Abrindo a Discussão
No contexto da tributação brasileira, as contribuições para o Programa de Integração Social (PIS) e para o Financiamento da Seguridade Social (Cofins) representam pilares fundamentais da arrecadação federal. Essas contribuições incidem sobre a receita bruta das empresas e são essenciais para o custeio de políticas sociais, como previdência e assistência. Com alíquotas que variam conforme o regime tributário adotado, o PIS e a Cofins impactam diretamente a carga tributária de micro, pequenas, médias e grandes empresas. Em 2025, conforme dados da Receita Federal, a arrecadação acumulada de PIS/Pasep e Cofins entre janeiro e julho alcançou R$ 333,042 bilhões, destacando seu peso na economia nacional.
Entender as alíquotas atuais é crucial, especialmente com as mudanças promovidas pela reforma tributária em curso, que prevê a substituição gradual desses tributos por um Imposto sobre Bens e Serviços (IBS) e uma Contribuição sobre Bens e Serviços (CBS) a partir de 2026. Este artigo explora o funcionamento das alíquotas de PIS e Cofins nos regimes vigentes, com foco em dados recentes e estatísticas oficiais.
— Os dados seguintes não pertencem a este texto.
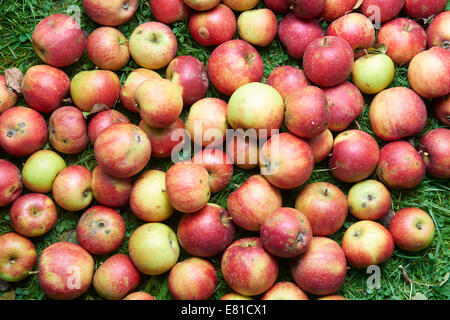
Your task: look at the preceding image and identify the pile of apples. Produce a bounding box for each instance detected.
[0,0,450,300]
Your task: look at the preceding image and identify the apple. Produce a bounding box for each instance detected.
[177,203,236,258]
[418,128,450,179]
[408,47,450,98]
[278,13,324,59]
[128,222,180,276]
[70,70,120,112]
[130,170,173,222]
[303,36,354,87]
[185,98,228,147]
[227,82,284,137]
[189,4,236,46]
[389,208,435,252]
[120,67,162,113]
[129,21,177,69]
[166,56,209,106]
[284,86,330,139]
[168,257,218,300]
[38,242,94,300]
[31,13,86,67]
[92,166,133,207]
[295,182,348,236]
[48,107,88,154]
[221,237,278,296]
[207,40,264,96]
[291,237,347,295]
[342,220,394,269]
[0,159,23,207]
[166,162,211,213]
[21,65,70,113]
[191,148,233,193]
[227,175,282,231]
[83,0,138,26]
[86,27,130,70]
[139,119,184,158]
[94,123,152,178]
[329,130,380,183]
[134,79,183,128]
[261,281,309,300]
[260,208,312,258]
[267,66,309,101]
[237,8,278,47]
[352,54,395,94]
[259,132,314,189]
[22,150,66,193]
[369,87,427,141]
[0,232,37,282]
[9,193,58,237]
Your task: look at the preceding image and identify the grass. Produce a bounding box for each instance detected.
[0,0,450,300]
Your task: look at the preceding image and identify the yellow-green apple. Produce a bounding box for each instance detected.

Para uma visão aprofundada, consultamos fontes como o site da Receita Federal, que detalha as normas aplicáveis. Ao longo do texto, analisaremos os regimes cumulativo e não cumulativo, exceções setoriais e impactos das atualizações legislativas, otimizando a compreensão para profissionais financeiros e empresários que buscam compliance tributário eficiente.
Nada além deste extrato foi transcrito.